C’est par le biais du cinéma que son œuvre finira par acquérir un peu de cette notoriété qui lui revient. Devil’s Reject, un film d’horreur sorti en 2005. A priori, rien à voir avec les envolées de notre chantre méconnu. Sauf que le décor du film, le sublime désert de Los Angeles et ses routes interminables, se prêtaient parfaitement aux ballades folk-rock de l’album Seed of memory. Le réalisateur et musicien de métal Rob Zombie ( du groupe White Zombie) décide d’en intégrer trois à son long métrage. L’intemporel Seed of Memory (voir plus haut), et cette ballade mélancolique et cristalline, d’une douceur à faire fondre la banquise…

Terry Reid – To Be Treated Rite

Alors vous me direz, la plupart d’entre vous ignoraient certainement jusqu’à son nom ! Et il n’y aucun mal à ça, il est absent de la plupart des anthologies du rock. Même l’éminent Philippe Manœuvre l’avait omis des deux premiers volume de sa Discothèque idéale, avant de se rattraper sur le troisième.

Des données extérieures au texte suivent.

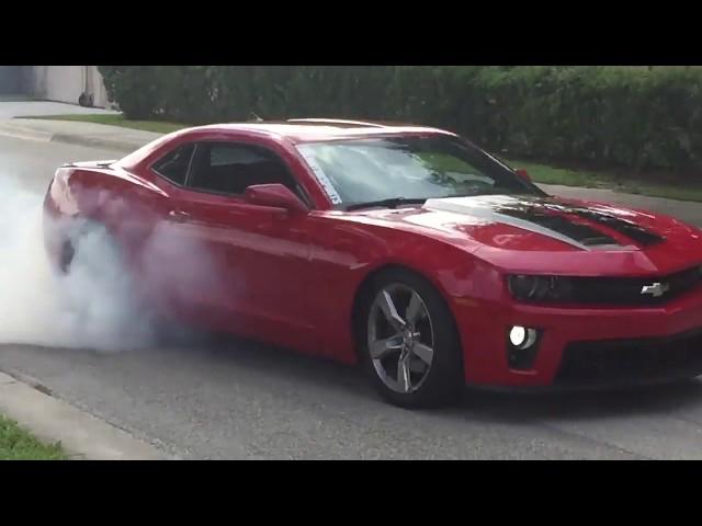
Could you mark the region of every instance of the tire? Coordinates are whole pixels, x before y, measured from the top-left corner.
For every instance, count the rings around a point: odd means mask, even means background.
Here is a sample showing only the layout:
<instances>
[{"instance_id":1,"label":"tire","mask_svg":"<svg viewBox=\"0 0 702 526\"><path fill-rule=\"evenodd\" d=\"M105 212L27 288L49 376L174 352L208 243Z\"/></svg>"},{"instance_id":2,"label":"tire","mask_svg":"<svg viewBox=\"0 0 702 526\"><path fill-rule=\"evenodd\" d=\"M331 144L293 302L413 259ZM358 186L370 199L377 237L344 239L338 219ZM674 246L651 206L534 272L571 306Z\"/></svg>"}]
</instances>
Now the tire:
<instances>
[{"instance_id":1,"label":"tire","mask_svg":"<svg viewBox=\"0 0 702 526\"><path fill-rule=\"evenodd\" d=\"M387 308L386 293L405 325L397 319L394 323L388 321L392 310ZM415 294L419 301L412 299ZM426 311L426 317L411 316L420 310ZM407 322L410 318L416 318L411 327ZM393 336L394 333L397 334ZM355 335L363 368L389 403L423 409L458 401L465 386L458 332L443 297L424 278L400 268L375 276L362 297ZM405 365L399 364L400 359Z\"/></svg>"}]
</instances>

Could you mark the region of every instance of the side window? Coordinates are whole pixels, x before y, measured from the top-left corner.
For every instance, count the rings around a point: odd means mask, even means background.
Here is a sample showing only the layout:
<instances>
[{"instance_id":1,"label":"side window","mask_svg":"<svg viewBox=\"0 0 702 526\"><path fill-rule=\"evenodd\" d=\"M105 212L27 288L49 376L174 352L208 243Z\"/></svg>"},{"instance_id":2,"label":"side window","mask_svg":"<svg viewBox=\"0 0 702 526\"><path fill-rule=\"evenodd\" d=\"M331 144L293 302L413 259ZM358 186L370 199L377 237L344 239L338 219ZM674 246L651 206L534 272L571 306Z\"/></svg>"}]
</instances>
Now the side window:
<instances>
[{"instance_id":1,"label":"side window","mask_svg":"<svg viewBox=\"0 0 702 526\"><path fill-rule=\"evenodd\" d=\"M183 185L195 145L184 145L156 161L152 169L172 183Z\"/></svg>"},{"instance_id":2,"label":"side window","mask_svg":"<svg viewBox=\"0 0 702 526\"><path fill-rule=\"evenodd\" d=\"M194 190L244 194L254 184L280 183L301 195L281 159L265 148L229 142L200 142L188 183Z\"/></svg>"}]
</instances>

Terry Reid, un virtuose méconnu

Alors, j’entends d’ici certains dirent : «Ouais, c’est bien fait pour lui. Le mec s’est tiré deux balles dans le pied en refusant Led Zep et les Deep ». Terry Reid, chanteur de Led Zeppelin… Je reconnais que depuis sa découverte, l’idée me hante… Au point d’avoir commis l’impardonnable blasphème de le substituer dans mon esprit à l’excellent Robert Plant. Pourtant, je crois qu’au fond, Terry Reid a eu la carrière qu’il souhaitait. Et peut-être même qui lui convenait. Jouant son folk-rock devant un public parsemé, dans un bar de Louisiane, ou un pub du Sussex, il n’a jamais regretté de ne pas avoir intégré le prestigieux Supergroup.

Plant & Reid
Robert Plant & Terry Reid

Comme une récompense pour son talent et son humilité, le fameux Robert Plant, son célèbre alter-ego, déclarait récemment à son sujet :

«Terry Reid est probablement le meilleur chanteur de cette période (1960-70).»

Et il n’y a pas de plus bel hommage que celui du métier.